Her heart became harder, and full of hatred for all mankind.
“Now they have something to talk about up there. Oh, how I am suffering!”
When she listened she could hear them telling her story to children as a warning, and the little ones called her “the wicked Inger.” “She was so very nasty,” they said, “so nasty that she deserved to be punished.” The children had nothing but harsh words to speak of her.
But one day, when hunger and misery were gnawing at her hollow body, she heard her name mentioned and her story told to an innocent little girl, who burst into tears of pity for the haughty, clothes-loving Inger.

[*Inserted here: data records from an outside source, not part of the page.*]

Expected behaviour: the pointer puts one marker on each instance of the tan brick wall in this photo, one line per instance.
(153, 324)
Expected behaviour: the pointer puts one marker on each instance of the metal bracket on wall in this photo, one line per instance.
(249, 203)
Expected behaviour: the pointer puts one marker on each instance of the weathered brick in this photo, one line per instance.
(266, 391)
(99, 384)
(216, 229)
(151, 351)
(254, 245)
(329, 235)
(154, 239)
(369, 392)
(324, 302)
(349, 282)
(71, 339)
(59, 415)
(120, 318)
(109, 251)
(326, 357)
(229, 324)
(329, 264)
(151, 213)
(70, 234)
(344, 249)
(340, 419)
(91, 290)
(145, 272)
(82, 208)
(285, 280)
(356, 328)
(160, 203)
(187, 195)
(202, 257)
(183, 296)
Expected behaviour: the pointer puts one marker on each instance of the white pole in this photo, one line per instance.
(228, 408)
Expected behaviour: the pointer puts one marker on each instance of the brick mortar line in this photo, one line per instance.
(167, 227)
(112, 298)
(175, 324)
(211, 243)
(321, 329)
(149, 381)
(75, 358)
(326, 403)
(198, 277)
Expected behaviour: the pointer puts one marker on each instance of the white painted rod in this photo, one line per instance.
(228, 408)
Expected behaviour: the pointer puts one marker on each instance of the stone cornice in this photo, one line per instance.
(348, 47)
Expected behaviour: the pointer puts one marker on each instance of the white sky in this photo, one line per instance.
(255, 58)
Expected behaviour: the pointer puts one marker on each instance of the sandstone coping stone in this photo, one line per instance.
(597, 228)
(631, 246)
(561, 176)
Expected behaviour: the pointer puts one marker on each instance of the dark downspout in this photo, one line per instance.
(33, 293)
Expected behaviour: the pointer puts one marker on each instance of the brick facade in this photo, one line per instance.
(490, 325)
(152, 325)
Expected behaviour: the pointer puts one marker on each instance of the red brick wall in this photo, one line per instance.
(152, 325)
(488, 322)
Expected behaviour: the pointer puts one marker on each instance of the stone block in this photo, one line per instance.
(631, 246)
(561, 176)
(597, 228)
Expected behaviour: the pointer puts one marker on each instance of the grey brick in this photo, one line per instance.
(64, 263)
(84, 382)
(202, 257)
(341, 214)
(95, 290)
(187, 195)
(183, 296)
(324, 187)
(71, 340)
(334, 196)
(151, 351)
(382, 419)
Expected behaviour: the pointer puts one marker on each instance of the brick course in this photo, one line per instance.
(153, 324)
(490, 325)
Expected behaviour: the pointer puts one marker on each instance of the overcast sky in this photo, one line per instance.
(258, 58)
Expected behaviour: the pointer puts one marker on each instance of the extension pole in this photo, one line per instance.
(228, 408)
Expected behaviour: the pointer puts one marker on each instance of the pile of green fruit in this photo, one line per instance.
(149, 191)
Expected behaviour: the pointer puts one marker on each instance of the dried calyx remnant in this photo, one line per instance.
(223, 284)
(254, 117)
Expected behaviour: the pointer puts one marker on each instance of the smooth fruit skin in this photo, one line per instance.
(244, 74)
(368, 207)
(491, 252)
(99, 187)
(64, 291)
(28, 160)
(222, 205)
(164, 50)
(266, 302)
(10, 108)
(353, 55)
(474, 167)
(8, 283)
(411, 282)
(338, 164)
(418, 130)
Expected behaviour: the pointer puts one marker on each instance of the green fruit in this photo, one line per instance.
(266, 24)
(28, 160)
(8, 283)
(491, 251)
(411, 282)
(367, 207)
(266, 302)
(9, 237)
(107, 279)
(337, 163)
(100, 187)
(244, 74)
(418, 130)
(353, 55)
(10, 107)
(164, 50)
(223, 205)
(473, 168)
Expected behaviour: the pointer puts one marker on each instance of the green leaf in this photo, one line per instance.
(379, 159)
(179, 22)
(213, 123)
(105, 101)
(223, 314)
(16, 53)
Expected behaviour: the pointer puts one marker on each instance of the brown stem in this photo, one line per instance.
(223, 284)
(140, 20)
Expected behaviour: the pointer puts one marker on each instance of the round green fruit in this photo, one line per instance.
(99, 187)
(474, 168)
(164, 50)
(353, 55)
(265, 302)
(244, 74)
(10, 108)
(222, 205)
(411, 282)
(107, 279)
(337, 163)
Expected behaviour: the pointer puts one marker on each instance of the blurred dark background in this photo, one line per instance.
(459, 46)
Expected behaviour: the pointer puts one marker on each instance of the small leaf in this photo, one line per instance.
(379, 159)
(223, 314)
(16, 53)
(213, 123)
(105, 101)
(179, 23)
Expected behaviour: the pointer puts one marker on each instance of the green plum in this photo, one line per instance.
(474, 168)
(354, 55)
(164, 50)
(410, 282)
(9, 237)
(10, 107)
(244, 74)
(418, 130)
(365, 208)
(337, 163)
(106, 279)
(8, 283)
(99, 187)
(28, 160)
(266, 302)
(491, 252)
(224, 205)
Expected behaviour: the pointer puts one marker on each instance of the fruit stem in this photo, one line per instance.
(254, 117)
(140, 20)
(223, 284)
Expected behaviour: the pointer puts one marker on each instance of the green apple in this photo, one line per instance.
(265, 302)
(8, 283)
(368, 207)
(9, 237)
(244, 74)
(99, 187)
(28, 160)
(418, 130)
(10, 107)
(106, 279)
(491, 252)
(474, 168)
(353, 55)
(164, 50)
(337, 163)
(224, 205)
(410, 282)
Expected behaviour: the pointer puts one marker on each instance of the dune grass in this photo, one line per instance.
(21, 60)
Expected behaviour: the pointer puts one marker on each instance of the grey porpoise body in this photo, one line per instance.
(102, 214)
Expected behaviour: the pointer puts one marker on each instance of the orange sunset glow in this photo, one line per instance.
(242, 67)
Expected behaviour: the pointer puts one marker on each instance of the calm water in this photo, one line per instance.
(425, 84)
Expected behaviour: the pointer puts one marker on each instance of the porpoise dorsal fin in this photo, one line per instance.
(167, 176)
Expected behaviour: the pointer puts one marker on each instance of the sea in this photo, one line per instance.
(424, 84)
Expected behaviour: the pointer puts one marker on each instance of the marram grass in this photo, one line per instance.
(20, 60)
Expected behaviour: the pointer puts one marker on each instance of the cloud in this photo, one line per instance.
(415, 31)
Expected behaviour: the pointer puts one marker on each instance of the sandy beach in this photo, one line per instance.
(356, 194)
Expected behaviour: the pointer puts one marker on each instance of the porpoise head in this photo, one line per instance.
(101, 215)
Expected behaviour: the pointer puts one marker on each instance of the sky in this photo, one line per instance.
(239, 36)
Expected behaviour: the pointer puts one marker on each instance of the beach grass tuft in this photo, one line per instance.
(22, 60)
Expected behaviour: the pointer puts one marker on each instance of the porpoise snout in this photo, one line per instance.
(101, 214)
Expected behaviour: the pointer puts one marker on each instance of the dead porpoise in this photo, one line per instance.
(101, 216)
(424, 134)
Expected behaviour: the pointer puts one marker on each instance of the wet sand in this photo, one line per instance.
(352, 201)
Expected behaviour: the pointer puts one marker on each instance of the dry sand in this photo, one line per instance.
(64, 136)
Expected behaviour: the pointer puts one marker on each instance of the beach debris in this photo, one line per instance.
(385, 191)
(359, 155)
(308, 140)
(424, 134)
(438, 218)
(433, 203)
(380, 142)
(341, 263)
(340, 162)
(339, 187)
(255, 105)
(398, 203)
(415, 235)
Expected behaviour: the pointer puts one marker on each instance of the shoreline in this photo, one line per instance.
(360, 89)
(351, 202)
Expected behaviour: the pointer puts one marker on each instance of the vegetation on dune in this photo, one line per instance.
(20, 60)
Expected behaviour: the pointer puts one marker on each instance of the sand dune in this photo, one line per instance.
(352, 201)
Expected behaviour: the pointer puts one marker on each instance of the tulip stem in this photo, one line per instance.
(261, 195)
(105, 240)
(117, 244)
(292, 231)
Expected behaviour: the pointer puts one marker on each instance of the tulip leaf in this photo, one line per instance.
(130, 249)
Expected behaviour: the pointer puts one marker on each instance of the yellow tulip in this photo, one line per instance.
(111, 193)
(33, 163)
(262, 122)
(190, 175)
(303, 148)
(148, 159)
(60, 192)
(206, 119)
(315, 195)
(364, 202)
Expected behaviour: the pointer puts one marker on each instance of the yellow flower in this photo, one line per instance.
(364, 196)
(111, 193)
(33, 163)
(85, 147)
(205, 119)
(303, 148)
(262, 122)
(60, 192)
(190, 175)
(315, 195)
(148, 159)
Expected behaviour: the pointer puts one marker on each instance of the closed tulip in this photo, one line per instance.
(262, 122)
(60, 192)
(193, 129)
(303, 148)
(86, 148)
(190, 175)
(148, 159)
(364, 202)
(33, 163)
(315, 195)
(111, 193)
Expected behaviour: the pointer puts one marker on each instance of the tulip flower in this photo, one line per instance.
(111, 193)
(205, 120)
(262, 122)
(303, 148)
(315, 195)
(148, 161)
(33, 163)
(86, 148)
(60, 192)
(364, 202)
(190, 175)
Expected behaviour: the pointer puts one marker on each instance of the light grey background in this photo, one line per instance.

“But won’t she ever come up again?” the child asked.
"She will never come up again, " they answered her.
“But if she would ask forgiveness and promise never to be bad again?”
“But she will not ask forgiveness,” they said.
“Oh, how I wish she would!” the little girl said in great distress. “I’d give my doll’s house if she could come up! It’s so dreadful for poor Inger!”
These words reached right down to Inger’s heart and seemed almost to make her good. For this was the first time anyone had said, “Poor Inger,” and not added anything about her faults. An innocent little child had wept and prayed for her, and she was so touched by it that she wanted to weep herself, but the tears would not come, and that was also a torture.
The years passed up there, but down below there was no change. Inger heard fewer words from above; there was less talk about her. At last one day she heard a deep sigh, and the cry, “Inger, Inger, how miserable you have made me! I knew that you would!” Those were the dying words of her mother.
She heard her name mentioned now and then by her former mistress, and it was in the mildest way that she spoke: “I wonder if I will ever see you again, Inger! One never knows where one is to go!” But Inger knew that her kindly mistress would never descend to the place where she was.
Again a long time passed, slowly and bitterly.